Open letter from members of the legal profession on offshore detention

February 25, 2016
Issue 
Daniel Webb, a Director of Legal Advocacy at the Human Rights Law Centre launched the letter.

Dear Prime Minister,

Following the High Court's recent decision in Plaintiff M68/2015 v Minister for Immigration and Border Protection, we, the undersigned law firms, community legal organisations, legal bodies and legal associations, jointly urge you to let the 267 individuals at risk of removal to offshore processing centres stay in Australia. We strongly advocate for the end of offshore detention and request you bring all asylum seekers and refugees in regional processing facilities back to mainland Australia.

In response to the High Court decision, the United Nations' Office of the High Commissioner for Human Rights has expressed concerns that “transferring these 267 individuals to Nauru ... would put Australia at risk of breaching its obligation not to return any person to cruel, inhuman or degrading treatment under the Convention against Torture.”

As a legal community, we have serious concerns about sending people to offshore processing centres. We are concerned that the current offshore detention regime undermines a core principle of the rule of law, that of access to justice. We remain concerned that those in offshore processing centres are being denied this fundamental right.
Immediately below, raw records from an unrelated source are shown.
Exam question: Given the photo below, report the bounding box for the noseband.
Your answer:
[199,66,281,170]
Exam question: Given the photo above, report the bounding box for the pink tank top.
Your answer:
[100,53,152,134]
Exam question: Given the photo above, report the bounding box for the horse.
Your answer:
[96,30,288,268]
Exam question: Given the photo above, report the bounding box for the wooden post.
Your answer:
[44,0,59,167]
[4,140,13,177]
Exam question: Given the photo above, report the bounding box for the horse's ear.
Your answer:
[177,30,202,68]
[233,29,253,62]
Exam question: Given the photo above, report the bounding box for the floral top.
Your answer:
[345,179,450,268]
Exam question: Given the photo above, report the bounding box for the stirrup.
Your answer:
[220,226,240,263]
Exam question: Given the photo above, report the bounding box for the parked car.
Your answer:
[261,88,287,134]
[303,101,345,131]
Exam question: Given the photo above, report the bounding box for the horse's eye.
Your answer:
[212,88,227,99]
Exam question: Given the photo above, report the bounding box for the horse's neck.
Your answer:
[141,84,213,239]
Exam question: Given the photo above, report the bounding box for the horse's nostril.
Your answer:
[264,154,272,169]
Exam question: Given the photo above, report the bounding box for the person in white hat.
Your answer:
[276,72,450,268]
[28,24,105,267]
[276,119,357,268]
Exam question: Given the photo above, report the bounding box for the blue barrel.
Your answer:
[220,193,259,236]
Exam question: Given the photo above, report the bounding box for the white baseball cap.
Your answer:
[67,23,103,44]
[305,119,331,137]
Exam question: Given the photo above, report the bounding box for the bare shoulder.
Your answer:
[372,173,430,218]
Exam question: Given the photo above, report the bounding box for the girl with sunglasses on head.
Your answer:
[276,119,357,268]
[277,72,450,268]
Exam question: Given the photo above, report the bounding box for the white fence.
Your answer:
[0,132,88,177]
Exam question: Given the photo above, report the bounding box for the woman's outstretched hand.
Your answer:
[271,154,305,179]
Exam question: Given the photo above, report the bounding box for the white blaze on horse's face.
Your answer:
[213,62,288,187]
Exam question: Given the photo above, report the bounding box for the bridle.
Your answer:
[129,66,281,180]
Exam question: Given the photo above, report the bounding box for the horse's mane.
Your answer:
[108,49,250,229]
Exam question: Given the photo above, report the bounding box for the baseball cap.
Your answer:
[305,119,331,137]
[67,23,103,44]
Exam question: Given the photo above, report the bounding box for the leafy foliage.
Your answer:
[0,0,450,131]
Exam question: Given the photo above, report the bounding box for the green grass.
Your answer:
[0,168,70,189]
Community legal organisations, legal bodies and associations, including the under-signed, have raised concerns about these issues with the government over many years. For example, in 2013, the Law Council of Australia, in reference to the plight of asylum seekers held on Nauru, noted that the Australian government must “honour its international commitments to ensure access to justice and the right to a fair trial". Last year the Refugee Council of Australia led over 100 organisations (including many legal organisations) in calling for an immediate moratorium on offshore transfers, in part because of concerns of a lack of procedural fairness involved in the transfer process.

Despite our combined advocacy, it remains difficult for Australian lawyers to visit asylum seekers and refugees on Nauru or Manus Island to provide advice and representation as required. There continues to be a lack of local lawyers able to assist asylum seekers in legal matters. As a result, the Australian Government is deliberately transferring these vulnerable individuals to a place where it is difficult to obtain adequate legal advice.

We are particularly concerned at reports that many allegations of sexual assault made by asylum seekers and refugees on Nauru have not been properly investigated by the Nauruan authorities. We are gravely concerned about sending women and children to places where the Australian government cannot guarantee their protection under the law from physical violence.

This lack of access to justice for individuals sent to offshore processing centres is contrary to our international law obligations. Access to adequate legal advice is a fundamental pillar of the rule of law. International standards require that asylum seekers be provided adequate legal assistance to make their claims.

The United Nations also expressed concerns regarding the retrospective amendment to the Migration Act, passed by the Australian Parliament following the commencement of the M/68 case. The UN noted that this amendment, “significantly contravenes the letter and spirit of international human rights law”. We share the UN's concern regarding the retrospective insertion of section 198AHA of the Migration Act prior to the hearing.

The rule of law requires not only access to legal advice, but also that the law be readily known and available, certain and clear. Retrospective legislation by its nature offends these principles.